Fast Boy Cycles
Fast Boy Cycles
"We have this incredible opportunity in cities for the bicycle to be a realistic and practical form of transportation-fast, easy, convenient, fun," says 34-year-old Ezra Caldwell, whose custom bike-building business, Fast Boy Cycles, in New York City, offers both a joyful ride and a thing of beauty.
"These are bikes you have to have a relationship with," Caldwell says of his soulful single-speeds. "Pure, simple and clean" is the operative aesthetic of the bikes, with features he handcrafts in materials meant "to improve with age"-wood handlebars and fenders, leather saddles, patinaed metal frames. "What I'm making has a classic appeal, yet these are not low-tech bikes. They are performance bikes."

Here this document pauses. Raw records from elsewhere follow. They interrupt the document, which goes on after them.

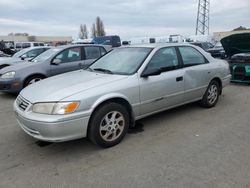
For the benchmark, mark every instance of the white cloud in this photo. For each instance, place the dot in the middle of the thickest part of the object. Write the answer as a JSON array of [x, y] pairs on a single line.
[[126, 18]]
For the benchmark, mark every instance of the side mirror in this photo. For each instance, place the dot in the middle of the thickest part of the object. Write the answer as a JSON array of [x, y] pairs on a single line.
[[151, 72], [56, 61]]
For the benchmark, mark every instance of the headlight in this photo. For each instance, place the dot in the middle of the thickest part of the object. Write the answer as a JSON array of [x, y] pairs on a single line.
[[8, 75], [55, 108]]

Working alone in a small shop in a Harlem brownstone, Caldwell explains that "from conception to completion, each bike is thought out to the detail-what it's for, how it should look-and built to be precisely that." His clients include people like the London-based equity manager who first admired a Fast Boy bike on a Manhattan street and promptly ordered one for his office commute. "He can afford a driver," says Caldwell, "but he sits at a computer all day, crunching numbers. At the end of that day, he wants a real experience."

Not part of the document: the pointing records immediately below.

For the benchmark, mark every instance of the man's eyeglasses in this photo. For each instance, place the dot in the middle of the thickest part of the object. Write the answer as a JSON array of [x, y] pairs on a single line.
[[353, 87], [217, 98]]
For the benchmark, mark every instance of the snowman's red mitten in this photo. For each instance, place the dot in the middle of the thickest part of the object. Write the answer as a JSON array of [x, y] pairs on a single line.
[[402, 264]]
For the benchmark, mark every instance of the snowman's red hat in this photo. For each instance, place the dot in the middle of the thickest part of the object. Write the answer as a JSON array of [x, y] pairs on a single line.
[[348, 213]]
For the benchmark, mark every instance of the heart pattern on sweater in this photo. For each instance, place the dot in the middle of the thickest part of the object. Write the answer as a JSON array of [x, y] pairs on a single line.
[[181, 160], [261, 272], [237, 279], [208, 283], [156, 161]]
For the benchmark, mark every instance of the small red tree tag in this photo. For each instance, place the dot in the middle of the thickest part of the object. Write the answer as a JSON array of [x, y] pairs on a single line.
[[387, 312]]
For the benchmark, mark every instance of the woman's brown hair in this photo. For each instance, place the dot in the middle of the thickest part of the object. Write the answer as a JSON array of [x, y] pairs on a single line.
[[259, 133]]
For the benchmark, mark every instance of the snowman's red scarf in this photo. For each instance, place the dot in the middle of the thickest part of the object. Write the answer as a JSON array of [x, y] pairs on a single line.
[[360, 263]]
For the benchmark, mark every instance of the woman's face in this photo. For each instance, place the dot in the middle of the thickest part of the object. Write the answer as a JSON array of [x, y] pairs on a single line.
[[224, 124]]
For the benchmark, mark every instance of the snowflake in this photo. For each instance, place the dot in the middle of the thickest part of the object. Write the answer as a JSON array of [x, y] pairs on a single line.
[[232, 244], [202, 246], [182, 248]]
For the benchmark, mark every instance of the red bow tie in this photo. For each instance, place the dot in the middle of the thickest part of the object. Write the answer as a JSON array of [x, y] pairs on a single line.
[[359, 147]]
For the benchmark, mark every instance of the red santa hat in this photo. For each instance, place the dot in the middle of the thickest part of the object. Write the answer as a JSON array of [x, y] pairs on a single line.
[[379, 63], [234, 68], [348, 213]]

Caldwell's own path has been circuitous, very much about the journey. Growing up in Vermont, where "everyone and his father is in construction" (his own dad is a wood furniture craftsman), he worked summers on building crews, absorbing "a hands-on, practical sensibility about making stuff." At 18 he spent six months in a refugee resettlement camp in El Salvador, teaching war-wounded combatants to make tourist items in a makeshift jungle wood shop. Back then
he thought art should be about "service," not "self-exploration, navel gazing and arty-farty bollocks." At the University of the Arts in Philadelphia, he dabbled in industrial design and crafts, then-always athletically coordinated-impulsively switched his major to dance. Moving to New York in 1999, he made his name as a dancer, teacher and choreographer of "wildly avant-garde" performances before quitting last summer to turn his life-long love of bikes into a full-time business.
"I've done quite a flip over the years," says Caldwell. "When I was dancing, I realized the value of fine art, of art for art's sake. I lost the hardcore edge of art must be useful." Now he has the best of both worlds: "As an artist, I'm making the most elegant and useful machine there is."